Peserta aksi Hari Perempuan Internasional saat melakukan aksi melewati di seberang Istana Merdeka, Jakarta Pusat, Kamis (8/3/18). Massa menuntut pengesahan undang-undang yang berpihak pada perempuan seperti RUU Penghapusan Kekerasan Seksual, RUU Pembantu Rumah Tangga, dan RUU keadilan Gender. AKTUAL/Tino Oktaviano

Jakarta, Aktual.com – Wakil Ketua Komisi Nasional Antikekerasan Terhadap Perempuan (Komnas Perempuan) Yuniyanti Chuzaifah mengatakan penggunaan teknologi untuk menyebarkan muatan-muatan yang merusak reputasi korban merupakan kekerasan berbasis siber yang banyak terjadi pada 2018.
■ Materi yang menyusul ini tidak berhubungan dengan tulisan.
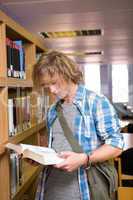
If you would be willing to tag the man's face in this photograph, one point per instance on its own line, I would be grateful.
(56, 85)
“Kekerasan itu untuk mengintimidasi atau meneror korban. Sebagian besar dilakukan mantan pasangan, baik mantan suami maupun pacar,” kata Yuni di Jakarta, Jumat (8/3).

Modus yang kerap terjadi adalah korban diancam akan disebarkan foto atau video dirinya yang bermuatan seksual di media sosial atau internet bila menolak berhubungan seksual dengan pelaku.

Yuni mengatakan kekerasan berbasis siber meningkat setiap tahun dan tidak sepenuhnya dikenali oleh korban. Di sisi lain, layanan bagi korban kekerasan berbasis siber belum sepenuhnya terbangun dan bisa diakses secara mudah, baik mekanisme pelaporan maupun pendampingan.

“Sementara norma hukum yang kerap digunakan untuk penanganan kasus-kasus seperti itu adalah Undang-Undang Pornografi dan Undang-Undang Informasi dan Transaksi Elektronik,” jelasnya.

Menurut Yuni, penggunaan Undang-Undang Nomor 44 Tahun 2008 tentang Pornografi dan Undang-Undang Nomor 11 Tahun 2008 tentang Informasi dan Transaksi Elektronik justru kerap kali mengkriminalkan perempuan sebagai korban.